What to do? Either pack a cooler with ice, or, as Kayla Bonnin, Marketing Manager, at Santa Barbara's Carr Winery advises, "Don't leave wine in the car, take it inside with you." After all, those people at your next stop are in the business, and will completely understand what you're doing (as long as you don't open a competitor's bottle on site, of course). The last thing you'd want to do is kill something as special, for example, as an aged pinot gris from Carr -- and they have ones going on a decade old that are just gaining in complexity (who knew?).

So what do I mean by "kill"? A cooked bottle doesn't taste so bad that you'll need to spit it out, unless the wine had some other defect. But it will seem less fresh, and if it's been subject to heat long enough, might even taste a bit stewy, as if its fruit had been left to simmer on a stove. As you no doubt remember from high school physics, heat makes the wine, which is mostly water, after all, expand; that expansion can either force some wine out around the cork--look for those tell-tale leaks if you have any concern about heat damage--and in some cases even push the cork some. This makes it possible for more air to get back into the bottle, too, so unless you live in a clean room, that air might be bringing nasty microbes you don't want in your wine.

There really isn't a rescue you perform at this point.

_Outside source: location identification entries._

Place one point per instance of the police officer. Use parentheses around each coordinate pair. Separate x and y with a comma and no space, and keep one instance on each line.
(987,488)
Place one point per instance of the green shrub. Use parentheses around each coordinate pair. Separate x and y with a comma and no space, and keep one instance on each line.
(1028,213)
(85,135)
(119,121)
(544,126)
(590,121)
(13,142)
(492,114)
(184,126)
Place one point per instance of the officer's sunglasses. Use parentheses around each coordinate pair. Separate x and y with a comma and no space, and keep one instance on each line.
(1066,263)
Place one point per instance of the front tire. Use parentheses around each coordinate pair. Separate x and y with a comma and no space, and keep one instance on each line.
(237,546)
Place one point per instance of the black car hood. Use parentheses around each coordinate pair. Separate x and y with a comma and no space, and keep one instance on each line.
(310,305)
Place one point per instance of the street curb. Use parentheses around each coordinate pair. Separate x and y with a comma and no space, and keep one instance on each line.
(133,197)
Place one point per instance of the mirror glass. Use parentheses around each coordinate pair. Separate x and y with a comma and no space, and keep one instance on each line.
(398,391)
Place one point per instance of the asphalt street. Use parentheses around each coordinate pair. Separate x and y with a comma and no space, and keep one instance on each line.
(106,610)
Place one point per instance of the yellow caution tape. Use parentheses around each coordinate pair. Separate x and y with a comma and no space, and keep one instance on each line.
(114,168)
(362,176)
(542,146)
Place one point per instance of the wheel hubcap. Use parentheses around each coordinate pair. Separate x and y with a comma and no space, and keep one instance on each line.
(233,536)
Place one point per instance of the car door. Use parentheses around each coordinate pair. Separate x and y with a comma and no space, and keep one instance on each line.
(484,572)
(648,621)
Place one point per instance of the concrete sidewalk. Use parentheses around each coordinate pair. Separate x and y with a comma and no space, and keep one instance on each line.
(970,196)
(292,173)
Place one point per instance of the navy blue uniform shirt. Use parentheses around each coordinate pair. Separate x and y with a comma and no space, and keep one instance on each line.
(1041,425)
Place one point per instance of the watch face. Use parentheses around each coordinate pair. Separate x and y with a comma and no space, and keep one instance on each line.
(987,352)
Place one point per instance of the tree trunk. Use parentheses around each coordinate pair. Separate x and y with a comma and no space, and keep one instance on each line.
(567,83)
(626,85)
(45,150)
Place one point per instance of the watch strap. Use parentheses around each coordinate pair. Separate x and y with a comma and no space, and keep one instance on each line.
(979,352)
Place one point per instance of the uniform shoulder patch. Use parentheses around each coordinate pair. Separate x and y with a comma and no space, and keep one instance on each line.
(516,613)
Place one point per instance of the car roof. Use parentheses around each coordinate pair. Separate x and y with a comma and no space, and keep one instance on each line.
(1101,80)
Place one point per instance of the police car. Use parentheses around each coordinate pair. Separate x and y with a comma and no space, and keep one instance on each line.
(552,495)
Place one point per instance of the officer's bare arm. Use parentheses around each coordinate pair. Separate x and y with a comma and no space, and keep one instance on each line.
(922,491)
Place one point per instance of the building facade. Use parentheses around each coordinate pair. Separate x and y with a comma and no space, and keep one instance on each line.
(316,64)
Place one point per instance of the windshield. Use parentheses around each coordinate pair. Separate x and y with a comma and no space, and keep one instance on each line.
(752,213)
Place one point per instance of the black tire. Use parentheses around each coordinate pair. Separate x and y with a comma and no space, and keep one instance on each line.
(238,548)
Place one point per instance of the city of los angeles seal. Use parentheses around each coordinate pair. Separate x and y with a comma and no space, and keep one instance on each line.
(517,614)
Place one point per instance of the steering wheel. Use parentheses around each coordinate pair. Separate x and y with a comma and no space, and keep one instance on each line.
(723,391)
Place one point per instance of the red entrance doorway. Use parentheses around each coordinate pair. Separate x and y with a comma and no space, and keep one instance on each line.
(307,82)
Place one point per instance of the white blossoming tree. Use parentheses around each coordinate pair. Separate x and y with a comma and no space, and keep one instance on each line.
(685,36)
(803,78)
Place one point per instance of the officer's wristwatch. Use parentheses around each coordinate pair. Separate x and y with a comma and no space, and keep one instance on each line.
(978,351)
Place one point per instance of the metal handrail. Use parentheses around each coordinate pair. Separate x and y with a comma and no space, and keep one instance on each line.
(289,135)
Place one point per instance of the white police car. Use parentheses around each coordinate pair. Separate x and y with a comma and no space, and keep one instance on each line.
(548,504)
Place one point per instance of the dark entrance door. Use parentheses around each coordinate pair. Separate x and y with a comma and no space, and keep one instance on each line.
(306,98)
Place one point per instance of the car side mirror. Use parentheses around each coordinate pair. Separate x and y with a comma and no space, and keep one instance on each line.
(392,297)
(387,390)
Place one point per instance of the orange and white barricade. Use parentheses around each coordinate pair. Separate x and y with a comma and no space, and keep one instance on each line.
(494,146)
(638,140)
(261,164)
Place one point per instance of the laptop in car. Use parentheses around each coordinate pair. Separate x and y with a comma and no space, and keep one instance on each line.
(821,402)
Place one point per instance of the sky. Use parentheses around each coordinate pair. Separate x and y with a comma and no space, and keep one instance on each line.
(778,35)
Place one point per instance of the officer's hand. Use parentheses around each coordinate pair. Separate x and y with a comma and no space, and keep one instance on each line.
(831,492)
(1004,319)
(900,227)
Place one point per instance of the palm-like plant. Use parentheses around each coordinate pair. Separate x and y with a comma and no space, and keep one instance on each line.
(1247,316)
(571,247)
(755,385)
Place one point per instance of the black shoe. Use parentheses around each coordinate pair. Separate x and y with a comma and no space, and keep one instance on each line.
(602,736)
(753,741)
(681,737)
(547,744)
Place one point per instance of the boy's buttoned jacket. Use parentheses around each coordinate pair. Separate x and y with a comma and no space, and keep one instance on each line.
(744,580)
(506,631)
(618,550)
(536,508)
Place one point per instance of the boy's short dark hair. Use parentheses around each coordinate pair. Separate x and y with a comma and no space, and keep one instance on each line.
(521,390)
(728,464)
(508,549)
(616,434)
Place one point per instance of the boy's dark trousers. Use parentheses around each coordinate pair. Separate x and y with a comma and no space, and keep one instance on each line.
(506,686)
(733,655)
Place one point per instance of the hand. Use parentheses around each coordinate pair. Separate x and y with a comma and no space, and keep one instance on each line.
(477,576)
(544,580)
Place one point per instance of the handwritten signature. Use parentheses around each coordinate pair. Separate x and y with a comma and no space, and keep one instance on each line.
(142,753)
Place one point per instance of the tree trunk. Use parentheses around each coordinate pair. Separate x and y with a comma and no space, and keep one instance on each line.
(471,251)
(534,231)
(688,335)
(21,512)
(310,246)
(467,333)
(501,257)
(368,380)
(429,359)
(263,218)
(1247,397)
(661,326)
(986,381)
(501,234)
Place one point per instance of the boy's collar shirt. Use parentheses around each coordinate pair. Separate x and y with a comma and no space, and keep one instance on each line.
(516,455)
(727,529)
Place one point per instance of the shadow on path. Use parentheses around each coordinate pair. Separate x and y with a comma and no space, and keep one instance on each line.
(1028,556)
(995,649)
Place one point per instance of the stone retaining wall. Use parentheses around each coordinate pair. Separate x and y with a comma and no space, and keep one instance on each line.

It is better to drink a heat-affected wine sooner than later, as it's only going to get worse over time thanks to that air transfer issue. And there's always the sink if a bit of boiled prune isn't what you'd hoped for in your classic cabernet.

Also remember that drastic temperature changes can also be bad for your wine (yes, it's good for grapes on the vine, but that's a different story). That's why you don't drink the wine at your friend's house with the wine storage above the Wolf stove, no matter how stunning the redesign looks. Wine likes consistency, as much as possible. Not to mention the dark, as light also pushes the heat issue. Think of it this way: wine likes its mood lighting as much as you might like it when drinking it.